Dad smoothed his hair as if Hawkeye was a child. "Son, no. I want you to live your own life, not Bill's or mine. Why do you think I'm trying to throw you out of town?"
Hawkeye laughed. "Well, gee, Dad, I was thinking you wanted your monopoly back."
"No, just my house -- mostly my kitchen. If I have another boiled cabbage and roast beef supper of Dottie's, I may choke."
Hawkeye went serious. "Does she make liver and fish?"
Dad considered his response. "I think I best protect you from the truth."
Hawkeye moaned. "When I get to Chicago, I'll send you real food -- a gallon of sauce and a whole rack of ribs."
"Don't forget --"
"-- the coleslaw," they said together.
Hawkeye reached into his jacket pocket. "Dad . . . there's something else. You remember when B.J. was here?"
In his hand was his most recent letter from Beej, postmarked almost a month ago. Hawkeye hadn't opened it. He didn't know what to do about his old friend. Dad didn't need all the details to know these weren't flighty feelings his son was having.

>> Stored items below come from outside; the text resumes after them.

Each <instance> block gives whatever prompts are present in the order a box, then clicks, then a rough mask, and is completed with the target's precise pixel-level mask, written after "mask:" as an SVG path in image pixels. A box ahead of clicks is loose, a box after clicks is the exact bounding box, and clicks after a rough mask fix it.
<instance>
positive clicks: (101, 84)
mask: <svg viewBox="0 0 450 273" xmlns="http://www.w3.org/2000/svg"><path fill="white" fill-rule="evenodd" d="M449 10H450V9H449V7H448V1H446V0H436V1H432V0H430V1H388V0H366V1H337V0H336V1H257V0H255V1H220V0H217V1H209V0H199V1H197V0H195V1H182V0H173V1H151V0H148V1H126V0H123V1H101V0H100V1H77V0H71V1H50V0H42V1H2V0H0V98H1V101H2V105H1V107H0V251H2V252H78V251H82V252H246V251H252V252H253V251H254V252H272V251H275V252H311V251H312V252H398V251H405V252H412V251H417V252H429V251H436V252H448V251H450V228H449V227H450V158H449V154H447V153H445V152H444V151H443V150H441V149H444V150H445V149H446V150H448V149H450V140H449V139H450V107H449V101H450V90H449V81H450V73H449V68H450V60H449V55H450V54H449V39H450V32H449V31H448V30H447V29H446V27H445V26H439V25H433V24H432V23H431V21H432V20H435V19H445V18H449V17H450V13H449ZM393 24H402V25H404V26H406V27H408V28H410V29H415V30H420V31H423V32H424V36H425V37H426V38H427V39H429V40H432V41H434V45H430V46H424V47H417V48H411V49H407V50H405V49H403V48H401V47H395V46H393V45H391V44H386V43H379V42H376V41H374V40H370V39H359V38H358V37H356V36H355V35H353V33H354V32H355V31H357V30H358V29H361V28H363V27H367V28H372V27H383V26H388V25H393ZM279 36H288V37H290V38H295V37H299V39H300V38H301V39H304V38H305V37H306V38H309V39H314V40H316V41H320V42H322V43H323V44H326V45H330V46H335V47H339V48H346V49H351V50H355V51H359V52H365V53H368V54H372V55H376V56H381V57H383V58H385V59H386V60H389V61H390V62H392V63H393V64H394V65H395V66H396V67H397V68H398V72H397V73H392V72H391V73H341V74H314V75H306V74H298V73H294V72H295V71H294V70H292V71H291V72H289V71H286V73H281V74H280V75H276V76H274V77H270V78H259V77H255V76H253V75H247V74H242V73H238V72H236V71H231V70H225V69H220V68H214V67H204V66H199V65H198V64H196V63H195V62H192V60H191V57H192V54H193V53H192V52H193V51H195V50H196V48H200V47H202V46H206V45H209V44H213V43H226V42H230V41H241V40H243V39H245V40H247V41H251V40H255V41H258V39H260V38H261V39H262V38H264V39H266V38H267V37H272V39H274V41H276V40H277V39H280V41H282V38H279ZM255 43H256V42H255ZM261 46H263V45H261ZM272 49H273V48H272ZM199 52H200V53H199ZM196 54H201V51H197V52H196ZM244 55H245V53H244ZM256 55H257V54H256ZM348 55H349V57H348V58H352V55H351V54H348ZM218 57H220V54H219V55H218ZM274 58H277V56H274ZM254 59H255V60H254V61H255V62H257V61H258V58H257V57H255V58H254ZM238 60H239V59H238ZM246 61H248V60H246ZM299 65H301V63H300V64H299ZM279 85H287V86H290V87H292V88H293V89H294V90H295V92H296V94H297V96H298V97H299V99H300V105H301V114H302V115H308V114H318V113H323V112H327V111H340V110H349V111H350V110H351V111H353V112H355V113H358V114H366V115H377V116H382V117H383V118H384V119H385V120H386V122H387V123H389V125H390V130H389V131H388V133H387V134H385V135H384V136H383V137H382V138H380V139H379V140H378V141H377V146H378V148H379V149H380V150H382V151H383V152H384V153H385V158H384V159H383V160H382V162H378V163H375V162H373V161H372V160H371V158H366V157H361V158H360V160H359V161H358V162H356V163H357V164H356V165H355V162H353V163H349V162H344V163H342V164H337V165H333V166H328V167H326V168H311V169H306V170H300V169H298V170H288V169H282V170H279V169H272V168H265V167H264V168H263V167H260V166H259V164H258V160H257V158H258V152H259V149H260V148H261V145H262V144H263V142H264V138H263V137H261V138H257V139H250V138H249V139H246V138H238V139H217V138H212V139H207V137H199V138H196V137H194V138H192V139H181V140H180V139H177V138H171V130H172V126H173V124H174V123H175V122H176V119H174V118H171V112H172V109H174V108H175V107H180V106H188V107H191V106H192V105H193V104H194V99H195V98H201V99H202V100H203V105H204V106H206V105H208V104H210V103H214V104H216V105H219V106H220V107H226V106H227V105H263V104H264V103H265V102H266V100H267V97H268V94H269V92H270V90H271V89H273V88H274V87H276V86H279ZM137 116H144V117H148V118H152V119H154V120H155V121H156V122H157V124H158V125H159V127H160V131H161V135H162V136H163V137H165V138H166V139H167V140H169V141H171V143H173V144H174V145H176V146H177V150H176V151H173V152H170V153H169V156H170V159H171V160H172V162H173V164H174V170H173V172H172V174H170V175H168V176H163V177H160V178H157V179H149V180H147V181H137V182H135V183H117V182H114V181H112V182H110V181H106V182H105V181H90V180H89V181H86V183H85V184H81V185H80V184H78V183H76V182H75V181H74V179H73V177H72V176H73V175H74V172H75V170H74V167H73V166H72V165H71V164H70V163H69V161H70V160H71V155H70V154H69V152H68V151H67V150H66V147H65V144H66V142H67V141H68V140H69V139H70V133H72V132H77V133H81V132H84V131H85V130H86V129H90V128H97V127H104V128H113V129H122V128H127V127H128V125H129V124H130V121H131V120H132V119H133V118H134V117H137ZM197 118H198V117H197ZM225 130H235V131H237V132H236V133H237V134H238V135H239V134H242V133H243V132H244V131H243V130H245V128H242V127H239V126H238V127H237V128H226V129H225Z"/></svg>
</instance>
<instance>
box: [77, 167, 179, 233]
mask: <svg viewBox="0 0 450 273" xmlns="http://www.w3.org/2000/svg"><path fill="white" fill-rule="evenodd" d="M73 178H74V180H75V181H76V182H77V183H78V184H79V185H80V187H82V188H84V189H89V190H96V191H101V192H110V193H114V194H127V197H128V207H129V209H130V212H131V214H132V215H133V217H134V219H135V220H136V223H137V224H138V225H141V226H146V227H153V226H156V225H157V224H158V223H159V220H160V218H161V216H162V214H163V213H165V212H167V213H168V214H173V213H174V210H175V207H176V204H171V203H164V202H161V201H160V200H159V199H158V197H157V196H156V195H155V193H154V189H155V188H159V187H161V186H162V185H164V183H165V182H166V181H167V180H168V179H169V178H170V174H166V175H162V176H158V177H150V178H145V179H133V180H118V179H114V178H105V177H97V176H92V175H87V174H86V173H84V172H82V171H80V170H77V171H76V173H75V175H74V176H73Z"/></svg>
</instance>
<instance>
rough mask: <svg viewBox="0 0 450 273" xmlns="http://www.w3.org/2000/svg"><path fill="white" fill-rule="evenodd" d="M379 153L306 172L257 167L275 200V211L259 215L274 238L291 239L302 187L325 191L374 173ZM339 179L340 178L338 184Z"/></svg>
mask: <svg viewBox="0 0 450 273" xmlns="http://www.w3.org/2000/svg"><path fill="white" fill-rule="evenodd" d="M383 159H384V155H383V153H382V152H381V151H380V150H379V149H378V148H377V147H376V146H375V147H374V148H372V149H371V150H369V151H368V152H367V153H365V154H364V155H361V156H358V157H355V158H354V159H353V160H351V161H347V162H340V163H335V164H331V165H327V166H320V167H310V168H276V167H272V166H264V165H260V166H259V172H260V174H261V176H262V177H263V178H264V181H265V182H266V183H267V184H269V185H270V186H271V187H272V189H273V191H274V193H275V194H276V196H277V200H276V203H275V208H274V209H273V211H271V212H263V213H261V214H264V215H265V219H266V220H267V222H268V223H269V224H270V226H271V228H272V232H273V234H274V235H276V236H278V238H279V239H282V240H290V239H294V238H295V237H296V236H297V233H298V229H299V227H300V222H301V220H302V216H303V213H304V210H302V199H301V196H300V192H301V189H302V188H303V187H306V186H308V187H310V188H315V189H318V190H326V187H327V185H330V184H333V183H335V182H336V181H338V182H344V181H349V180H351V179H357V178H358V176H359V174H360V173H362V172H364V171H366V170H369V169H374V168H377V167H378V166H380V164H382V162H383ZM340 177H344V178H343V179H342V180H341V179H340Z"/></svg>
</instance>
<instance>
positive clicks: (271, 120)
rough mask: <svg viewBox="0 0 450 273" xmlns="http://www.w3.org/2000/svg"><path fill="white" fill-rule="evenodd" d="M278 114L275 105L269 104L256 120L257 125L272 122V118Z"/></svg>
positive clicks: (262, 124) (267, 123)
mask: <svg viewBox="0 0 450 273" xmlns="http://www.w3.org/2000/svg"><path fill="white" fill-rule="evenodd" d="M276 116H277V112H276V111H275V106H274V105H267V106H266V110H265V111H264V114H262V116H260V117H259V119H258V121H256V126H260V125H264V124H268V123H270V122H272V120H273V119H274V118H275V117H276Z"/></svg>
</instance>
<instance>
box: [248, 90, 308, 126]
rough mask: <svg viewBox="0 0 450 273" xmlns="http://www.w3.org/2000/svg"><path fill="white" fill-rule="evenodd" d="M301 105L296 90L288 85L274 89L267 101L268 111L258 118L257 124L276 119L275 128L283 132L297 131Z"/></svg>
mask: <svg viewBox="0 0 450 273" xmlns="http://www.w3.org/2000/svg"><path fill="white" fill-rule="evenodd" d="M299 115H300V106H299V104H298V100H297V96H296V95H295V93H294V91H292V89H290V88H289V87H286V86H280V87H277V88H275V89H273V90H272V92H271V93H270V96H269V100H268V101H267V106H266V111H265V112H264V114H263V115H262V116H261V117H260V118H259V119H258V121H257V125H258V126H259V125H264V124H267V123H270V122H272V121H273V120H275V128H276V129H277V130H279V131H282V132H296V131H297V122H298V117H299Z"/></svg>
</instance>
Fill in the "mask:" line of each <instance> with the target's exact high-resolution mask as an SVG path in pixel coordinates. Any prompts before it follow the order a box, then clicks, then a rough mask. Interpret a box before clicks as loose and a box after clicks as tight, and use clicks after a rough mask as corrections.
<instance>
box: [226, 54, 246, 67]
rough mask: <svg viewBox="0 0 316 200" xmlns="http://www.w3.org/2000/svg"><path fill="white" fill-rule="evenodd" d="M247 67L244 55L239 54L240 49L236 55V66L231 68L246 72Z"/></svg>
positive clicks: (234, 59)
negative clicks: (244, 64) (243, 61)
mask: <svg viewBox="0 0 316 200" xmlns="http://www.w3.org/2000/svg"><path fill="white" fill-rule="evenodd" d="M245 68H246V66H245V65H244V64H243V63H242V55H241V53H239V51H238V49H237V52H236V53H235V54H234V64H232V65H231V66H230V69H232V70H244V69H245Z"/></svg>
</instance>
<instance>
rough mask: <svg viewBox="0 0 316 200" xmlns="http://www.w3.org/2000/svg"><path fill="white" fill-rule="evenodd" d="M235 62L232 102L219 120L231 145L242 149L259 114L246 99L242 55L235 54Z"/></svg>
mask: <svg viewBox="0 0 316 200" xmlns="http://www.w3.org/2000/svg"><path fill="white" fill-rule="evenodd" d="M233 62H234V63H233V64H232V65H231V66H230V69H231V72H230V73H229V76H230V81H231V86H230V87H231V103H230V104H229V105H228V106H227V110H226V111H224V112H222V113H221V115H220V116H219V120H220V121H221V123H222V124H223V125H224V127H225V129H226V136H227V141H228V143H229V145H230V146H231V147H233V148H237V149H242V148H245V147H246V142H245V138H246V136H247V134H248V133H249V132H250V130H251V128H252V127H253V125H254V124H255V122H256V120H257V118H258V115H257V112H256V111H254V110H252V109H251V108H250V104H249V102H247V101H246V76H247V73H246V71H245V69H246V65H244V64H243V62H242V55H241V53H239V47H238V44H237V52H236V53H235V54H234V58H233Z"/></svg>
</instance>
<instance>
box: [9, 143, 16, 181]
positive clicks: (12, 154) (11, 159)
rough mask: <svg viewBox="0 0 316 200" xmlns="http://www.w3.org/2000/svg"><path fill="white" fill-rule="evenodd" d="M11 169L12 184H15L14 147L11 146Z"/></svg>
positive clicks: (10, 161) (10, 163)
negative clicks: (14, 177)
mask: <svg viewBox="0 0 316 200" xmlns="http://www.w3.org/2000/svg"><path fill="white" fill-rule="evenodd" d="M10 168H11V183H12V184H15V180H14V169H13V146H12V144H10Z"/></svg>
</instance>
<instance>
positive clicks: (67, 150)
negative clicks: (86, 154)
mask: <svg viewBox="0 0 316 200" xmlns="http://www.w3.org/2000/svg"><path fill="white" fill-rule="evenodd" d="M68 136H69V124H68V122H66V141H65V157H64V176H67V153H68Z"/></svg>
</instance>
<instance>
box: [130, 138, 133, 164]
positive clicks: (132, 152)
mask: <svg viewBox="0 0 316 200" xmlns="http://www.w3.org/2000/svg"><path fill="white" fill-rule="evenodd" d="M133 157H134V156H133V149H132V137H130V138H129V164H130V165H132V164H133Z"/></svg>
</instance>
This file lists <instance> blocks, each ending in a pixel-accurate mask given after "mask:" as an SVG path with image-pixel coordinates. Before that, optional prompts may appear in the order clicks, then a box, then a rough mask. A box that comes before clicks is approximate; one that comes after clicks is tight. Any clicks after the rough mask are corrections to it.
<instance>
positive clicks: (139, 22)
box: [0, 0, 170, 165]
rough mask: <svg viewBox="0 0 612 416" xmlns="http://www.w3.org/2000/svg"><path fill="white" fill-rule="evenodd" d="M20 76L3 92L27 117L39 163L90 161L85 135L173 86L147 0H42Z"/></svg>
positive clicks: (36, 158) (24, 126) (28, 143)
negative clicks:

"What does your, ah, friend Ezra think?" Dad said.
Hawkeye eyebrowed him. "Dad, Ezra and I have never slept together."
Dad let out a breath. "Oh, thank god. Ben, I just don't like that man, never have. I know you two are close and he's been a good friend to this family, but there's things that happened before you were born -- there's reasons he had to run away to New York when we were young, he gave a girl a terrible reputation."
"Because he's queer?" Hawkeye interrupted.
Daniel shook his head. "No -- he lived with a woman, he's not a homosexual. I wish you wouldn't use crude words."
Hawkeye laughed. "Dad, Ezra is more flaming than a forest fire. Lots of queer men were married at some point in their lives -- B.J. just got divorced."
Dad stole back his cigar and took a long drag. "This is getting better and better. Are you sure this is a good idea? Getting involved with a nearly-married man?"
Hawkeye propped his chin on the heel of his hand. "Who said I'm involved?"
"You did, when you carried that letter in your pocket for --" Dad looked at the postmark, "-- a month. I just don't know what kind of life you can expect to have with this boy. Be realistic now. Do you think you can show up on his doorstop and confess your heart to him? He's got a child, Hawkeye. I just don't think a man in his situation will throw caution to the wind, take you in . . . aw, hell. Ben?"
The room faded away. Instead, Hawkeye saw a green -- no, yellow -- house turned golden in the California sun. He saw mornings with pancakes, evenings with martinis and records, long Sunday afternoons in bed. Saw himself reading bedtime stories to a school-aged little girl in her jammies. Remembered a standing invitation.
"The world doesn’t spin on love, Ben."
But Hawkeye didn't hear his father. He wandered out to the snowy porch as he read the letter in the glow of the Christmas lights.